Where once Open Source projects were free versions of Word or personal projects around the home, today they are the driving force of the technology industry.

Speaking at an event in Germany last year, Jim Zemlin, executive director at the Linux Foundation, claimed not only that every major category of software is being dominated by Open Source, but these open projects are pushing forward innovation and expanding markets.

Hadoop. OpenStack. Kubernetes. TensorFlow. Spark. These types of projects are now driving the likes of Big Data, artificial intelligence, and cloud deployment. Companies now build whole businesses around projects anyone can create and contribute to.

Open source can be small and fun projects

Open Source projects today come in all shapes and sizes. Microsoft now has hundreds of projects on Github, ranging from simple extensions of various programs to PowerShell for Linux and AI frameworks.

They can still be small and fun personal projects; your own connected smart home idea for example. They could still be free versions of proprietary software such as LibreOffice.
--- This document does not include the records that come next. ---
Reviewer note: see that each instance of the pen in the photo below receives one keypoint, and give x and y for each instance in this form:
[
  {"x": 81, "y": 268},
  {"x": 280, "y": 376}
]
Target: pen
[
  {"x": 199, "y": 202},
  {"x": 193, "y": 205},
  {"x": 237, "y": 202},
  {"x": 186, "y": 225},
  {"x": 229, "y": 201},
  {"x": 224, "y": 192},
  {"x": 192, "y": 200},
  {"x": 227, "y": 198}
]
But they can be internal projects other people might find useful; Google recently Open Sourced a project designed to convert Python code into the search giant’s own Go language.

Docker spawned one of tech's biggest trends

Sometimes your Open Source projects can cause massive change within the technology industry. Take Docker for example. What started out as an Open Source project led to its creator dotCloud changing both the name and direction of the company, and, in containerisation, spawned one of the biggest technology trends of the last couple of years.

Any company and IT pro worth their salt in 2017 would be foolish to ignore Open Source. These projects can help you get projects done faster, easier, and cheaper, which leaves more time too for innovation. Likewise releasing as much as you can back out into the community means whatever you create can be made better and used in ways you may never have envisioned.